Konieczek will lead a Western State team that will mix it up with conference rivals Adams State as well as Grand Valley Stat – a team that’s won four of the last five team titles. All three of those teams lost a lot to graduation at the end of last season, but these are programs that tend to skip a rebuilding phase in favor of reloading with young talent. GVSU returns Stacey Metzger, who placed 15th last year, making her the top freshman in the country.

The depth of talent in the women’s field comes through in the team scores: last year, Grand Valley outran Adams 116-139, while in the men’s spread was 54-79. Big team scores leave a lot of room open for dark horses to have a big day. Teams like Chico State, Southern Indiana, and U-Mary will be trying to capitalize on any chinks in the armor for the favorites.

New Rules, New Battles

For everybody else in the D-II world grinding out miles and ripping repeats on the grass in hopes of nabbing a berth to the national meet, the conversation has to be about the new championship qualifying rules. Until this year, the number of berths out of each region has been determined based on the number of teams from that region that placed in the top-10 at the national meet the previous year in addition to automatic spots for the top three teams at the regional championship. That means the West and Rocky Mountain region have frequently qualified five or six teams to the national meet, while the south and east regions have rarely sent more than three teams.

This year, the automatic qualifying spots will remain, but there will be sixteen at-large bids given based on results from races throughout the season. It won’t be a complete D-I-style KOLAS system, but it will completely change the stakes for early invites in D-II.
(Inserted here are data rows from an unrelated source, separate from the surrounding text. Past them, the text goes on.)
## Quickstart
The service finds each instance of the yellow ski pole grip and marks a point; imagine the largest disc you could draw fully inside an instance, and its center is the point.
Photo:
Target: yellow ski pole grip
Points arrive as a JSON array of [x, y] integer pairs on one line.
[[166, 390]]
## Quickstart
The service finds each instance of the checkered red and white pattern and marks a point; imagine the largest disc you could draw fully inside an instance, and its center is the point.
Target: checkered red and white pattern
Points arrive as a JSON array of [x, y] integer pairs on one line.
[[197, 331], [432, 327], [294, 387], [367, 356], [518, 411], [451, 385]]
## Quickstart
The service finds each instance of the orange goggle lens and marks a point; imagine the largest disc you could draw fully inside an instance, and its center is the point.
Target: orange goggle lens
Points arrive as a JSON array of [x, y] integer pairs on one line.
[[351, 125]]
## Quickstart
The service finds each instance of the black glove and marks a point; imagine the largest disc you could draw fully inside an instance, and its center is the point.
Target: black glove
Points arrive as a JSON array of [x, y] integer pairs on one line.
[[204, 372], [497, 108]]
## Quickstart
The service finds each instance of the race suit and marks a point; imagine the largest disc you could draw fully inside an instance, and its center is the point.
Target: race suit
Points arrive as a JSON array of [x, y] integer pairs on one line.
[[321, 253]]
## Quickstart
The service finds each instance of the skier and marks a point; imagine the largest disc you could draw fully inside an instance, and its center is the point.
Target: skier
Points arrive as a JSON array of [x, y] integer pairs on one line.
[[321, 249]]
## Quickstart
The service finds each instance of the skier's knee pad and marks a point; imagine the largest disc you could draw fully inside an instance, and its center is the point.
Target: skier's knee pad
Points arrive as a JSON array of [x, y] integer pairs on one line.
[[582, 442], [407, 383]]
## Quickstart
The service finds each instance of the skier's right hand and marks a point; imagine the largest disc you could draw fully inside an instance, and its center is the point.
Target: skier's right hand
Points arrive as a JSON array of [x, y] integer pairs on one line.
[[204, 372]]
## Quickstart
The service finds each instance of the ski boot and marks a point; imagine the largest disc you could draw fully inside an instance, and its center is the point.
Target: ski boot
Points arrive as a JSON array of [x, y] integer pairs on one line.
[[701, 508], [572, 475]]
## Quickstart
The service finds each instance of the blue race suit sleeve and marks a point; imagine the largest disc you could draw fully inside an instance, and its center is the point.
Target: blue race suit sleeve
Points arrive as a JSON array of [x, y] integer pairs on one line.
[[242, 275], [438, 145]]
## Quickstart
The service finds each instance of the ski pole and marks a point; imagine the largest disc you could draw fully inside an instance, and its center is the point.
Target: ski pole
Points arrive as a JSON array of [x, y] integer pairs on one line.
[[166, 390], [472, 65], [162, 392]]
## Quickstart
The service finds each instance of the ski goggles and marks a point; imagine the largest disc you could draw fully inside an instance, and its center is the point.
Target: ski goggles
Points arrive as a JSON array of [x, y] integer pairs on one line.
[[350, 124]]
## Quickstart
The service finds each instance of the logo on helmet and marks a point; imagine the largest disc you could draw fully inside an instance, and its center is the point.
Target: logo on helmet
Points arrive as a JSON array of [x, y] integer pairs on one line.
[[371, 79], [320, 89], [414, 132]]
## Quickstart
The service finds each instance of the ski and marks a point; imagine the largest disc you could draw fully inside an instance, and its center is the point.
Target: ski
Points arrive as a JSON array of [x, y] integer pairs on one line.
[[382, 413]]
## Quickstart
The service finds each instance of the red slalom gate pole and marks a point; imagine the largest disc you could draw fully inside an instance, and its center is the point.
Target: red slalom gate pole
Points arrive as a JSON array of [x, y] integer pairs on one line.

It’s hard to tell at this point how the new rules will play out. The new system might lead to a more competitive national meet, with even more teams than usual coming out of the historically dominant regions. It also may turn national qualifying into a largely financial battle. For teams with limited travel budgets, getting squads to competitive invites to score points will prove a challenge. Add to that that there’s no incentive to race well against D-I competition, or anyone else, and a lot of teams’ racing schedules are set for a major shake-up.

It will be hard to tell until the end of the season whether the best 32 teams end up on the line in Evansville or if the rules skew the competition further. For those of us running the races, it means big September invites like Roy Griak and Chili Pepper mean more than they ever have before.